A proposta prevê ainda a publicação mensal da frequência dos parlamentares no portal oficial da Câmara e o desconto de 1/30 do subsídio por sessão não justificada, conforme o §7º. O projeto deverá ser votado nas próximas sessões e, se aprovado, terá aplicação imediata, promovendo maior rigor e transparência na condução das atividades legislativas.
Posicionamento do vereador Irineu Cruz
Durante entrevista exclusiva concedida à Ilha do Mel FM, na última terça-feira (22), Irineu Cruz reiterou que não viajou com objetivo religioso e que ele próprio procurou a missão para integrar o grupo que realizaria uma pesquisa de campo sobre a violência contra crianças no Marajó. “Eu fui pesquisar. Eu fui levantar dados. Aonde eu vou, Jesus está comigo, mas não fui para pregar. Não visitei igrejas. Não foi essa a motivação“, afirmou.
O parlamentar afirmou ainda que tomou a iniciativa de comunicar o setor de Recursos Humanos da Câmara para que fossem verificados os procedimentos para devolução proporcional dos valores referentes às sessões em que esteve ausente. “Eu não preciso do dinheiro da Câmara. Eu vivo do que Deus me dá. Se for necessário, eu devolvo, sem problema algum. Isso encerra a polêmica. Não estou aqui para me enriquecer“, declarou.

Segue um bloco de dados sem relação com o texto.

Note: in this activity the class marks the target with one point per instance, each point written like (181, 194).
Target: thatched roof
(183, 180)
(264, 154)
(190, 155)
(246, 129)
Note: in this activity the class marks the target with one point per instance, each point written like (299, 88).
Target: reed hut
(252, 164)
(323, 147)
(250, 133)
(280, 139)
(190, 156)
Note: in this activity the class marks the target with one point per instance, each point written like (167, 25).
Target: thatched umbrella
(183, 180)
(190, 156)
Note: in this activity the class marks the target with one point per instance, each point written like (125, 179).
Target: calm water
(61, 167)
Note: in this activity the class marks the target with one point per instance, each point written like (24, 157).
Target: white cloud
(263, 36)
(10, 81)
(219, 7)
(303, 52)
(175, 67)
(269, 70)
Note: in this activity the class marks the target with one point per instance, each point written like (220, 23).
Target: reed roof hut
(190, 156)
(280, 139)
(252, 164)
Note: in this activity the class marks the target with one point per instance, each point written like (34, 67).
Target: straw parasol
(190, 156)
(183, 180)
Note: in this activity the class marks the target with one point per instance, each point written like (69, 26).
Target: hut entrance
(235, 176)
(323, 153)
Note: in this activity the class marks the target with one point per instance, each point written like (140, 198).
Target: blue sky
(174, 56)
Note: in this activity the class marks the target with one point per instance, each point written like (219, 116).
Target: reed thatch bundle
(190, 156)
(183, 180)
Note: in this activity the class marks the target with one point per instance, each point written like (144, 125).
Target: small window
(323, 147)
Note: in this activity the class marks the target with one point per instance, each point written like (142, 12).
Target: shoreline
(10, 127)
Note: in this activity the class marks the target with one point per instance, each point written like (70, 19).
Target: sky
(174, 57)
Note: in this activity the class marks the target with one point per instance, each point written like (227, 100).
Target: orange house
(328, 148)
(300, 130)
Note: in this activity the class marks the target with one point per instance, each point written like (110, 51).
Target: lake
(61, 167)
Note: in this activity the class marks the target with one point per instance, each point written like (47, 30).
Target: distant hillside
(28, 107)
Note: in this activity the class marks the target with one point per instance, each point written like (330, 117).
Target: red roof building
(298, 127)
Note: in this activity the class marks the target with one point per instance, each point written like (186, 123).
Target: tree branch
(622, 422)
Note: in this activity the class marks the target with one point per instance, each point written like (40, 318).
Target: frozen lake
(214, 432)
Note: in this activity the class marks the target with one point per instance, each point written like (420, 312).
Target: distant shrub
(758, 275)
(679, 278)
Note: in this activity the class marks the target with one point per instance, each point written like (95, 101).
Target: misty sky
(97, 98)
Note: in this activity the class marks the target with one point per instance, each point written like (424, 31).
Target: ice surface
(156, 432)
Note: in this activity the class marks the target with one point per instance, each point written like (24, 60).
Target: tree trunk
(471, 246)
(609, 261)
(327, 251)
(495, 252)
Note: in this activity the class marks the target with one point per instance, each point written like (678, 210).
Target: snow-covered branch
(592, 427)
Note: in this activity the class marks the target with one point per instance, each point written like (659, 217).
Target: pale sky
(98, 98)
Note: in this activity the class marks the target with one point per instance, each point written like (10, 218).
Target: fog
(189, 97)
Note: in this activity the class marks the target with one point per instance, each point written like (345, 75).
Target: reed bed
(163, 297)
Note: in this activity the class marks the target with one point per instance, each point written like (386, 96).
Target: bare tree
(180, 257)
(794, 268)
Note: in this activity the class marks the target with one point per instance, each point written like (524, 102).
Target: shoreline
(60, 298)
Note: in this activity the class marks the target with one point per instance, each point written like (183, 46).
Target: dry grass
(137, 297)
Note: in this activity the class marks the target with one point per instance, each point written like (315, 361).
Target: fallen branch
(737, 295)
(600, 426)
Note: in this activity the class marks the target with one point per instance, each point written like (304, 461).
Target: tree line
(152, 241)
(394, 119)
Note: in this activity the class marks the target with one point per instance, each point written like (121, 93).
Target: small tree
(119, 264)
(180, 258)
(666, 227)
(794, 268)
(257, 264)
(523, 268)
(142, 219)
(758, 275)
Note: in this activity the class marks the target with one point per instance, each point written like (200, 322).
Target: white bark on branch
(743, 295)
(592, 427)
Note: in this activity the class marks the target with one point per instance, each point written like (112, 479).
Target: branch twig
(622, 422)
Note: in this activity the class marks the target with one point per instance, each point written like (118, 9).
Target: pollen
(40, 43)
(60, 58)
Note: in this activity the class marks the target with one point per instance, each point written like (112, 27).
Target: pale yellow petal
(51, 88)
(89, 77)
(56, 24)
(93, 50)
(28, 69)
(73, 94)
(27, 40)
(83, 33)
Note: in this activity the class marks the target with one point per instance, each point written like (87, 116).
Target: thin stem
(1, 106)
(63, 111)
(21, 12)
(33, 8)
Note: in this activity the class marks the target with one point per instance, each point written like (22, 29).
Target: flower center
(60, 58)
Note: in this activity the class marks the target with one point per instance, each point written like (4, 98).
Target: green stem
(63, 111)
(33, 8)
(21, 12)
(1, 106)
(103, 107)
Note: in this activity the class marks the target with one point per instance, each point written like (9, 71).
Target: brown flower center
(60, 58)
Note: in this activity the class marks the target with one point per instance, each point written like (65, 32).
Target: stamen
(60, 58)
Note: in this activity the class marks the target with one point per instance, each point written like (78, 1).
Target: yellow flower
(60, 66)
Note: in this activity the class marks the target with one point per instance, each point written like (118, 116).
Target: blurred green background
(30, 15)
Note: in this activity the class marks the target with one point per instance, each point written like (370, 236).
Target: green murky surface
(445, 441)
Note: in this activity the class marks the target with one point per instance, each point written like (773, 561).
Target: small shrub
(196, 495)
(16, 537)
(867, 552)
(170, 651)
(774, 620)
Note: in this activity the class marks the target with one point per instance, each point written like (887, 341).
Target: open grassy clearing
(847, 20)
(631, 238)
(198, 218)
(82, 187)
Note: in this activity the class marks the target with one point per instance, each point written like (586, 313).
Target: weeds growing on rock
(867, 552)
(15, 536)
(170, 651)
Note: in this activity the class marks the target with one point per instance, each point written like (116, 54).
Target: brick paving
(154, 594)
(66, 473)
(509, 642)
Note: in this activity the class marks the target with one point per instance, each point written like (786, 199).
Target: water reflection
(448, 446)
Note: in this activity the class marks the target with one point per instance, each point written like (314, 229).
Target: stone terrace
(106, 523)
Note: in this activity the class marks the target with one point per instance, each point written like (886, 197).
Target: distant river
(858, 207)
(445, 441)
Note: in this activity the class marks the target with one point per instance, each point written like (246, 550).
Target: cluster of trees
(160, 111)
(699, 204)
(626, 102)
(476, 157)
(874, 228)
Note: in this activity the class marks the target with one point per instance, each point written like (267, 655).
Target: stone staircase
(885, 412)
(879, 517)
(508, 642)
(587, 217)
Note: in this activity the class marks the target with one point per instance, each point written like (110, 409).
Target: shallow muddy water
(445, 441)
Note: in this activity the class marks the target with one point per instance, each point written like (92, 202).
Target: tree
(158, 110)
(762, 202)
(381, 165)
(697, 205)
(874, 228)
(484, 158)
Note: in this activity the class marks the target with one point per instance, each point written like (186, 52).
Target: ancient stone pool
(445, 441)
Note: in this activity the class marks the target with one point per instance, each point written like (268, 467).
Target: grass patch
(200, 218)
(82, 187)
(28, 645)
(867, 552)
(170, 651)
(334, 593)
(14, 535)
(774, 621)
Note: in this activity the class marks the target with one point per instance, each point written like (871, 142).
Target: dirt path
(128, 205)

Irineu também destacou que sua atuação resultou em dados e propostas que podem contribuir com políticas públicas voltadas às comunidades ilhadas de Paranaguá, como regularização fundiária, fortalecimento das marisqueiras locais e combate à evasão escolar. Ele afirmou ter protocolado requerimentos e articula a realização de uma audiência pública com representantes nacionais do enfrentamento à exploração infantil.
Questionado sobre a repercussão negativa do caso, Irineu Cruz afirmou compreender as críticas, mas também se disse alvo de um contra-ataque político. “Injustiçado é a palavra, mas compreender a crítica também compreendo. Politicamente, esses caras iam me atacar. Fui eu quem delatei, fui eu quem apontou erros. Então, é um contra-ataque. Tenho uma família, filhos, esposa. Eles choraram. Mas fui eleito para isso, para brigar pela cidade de Paranaguá. Eu sigo fazendo meu trabalho, com transparência e temor a Deus”, concluiu.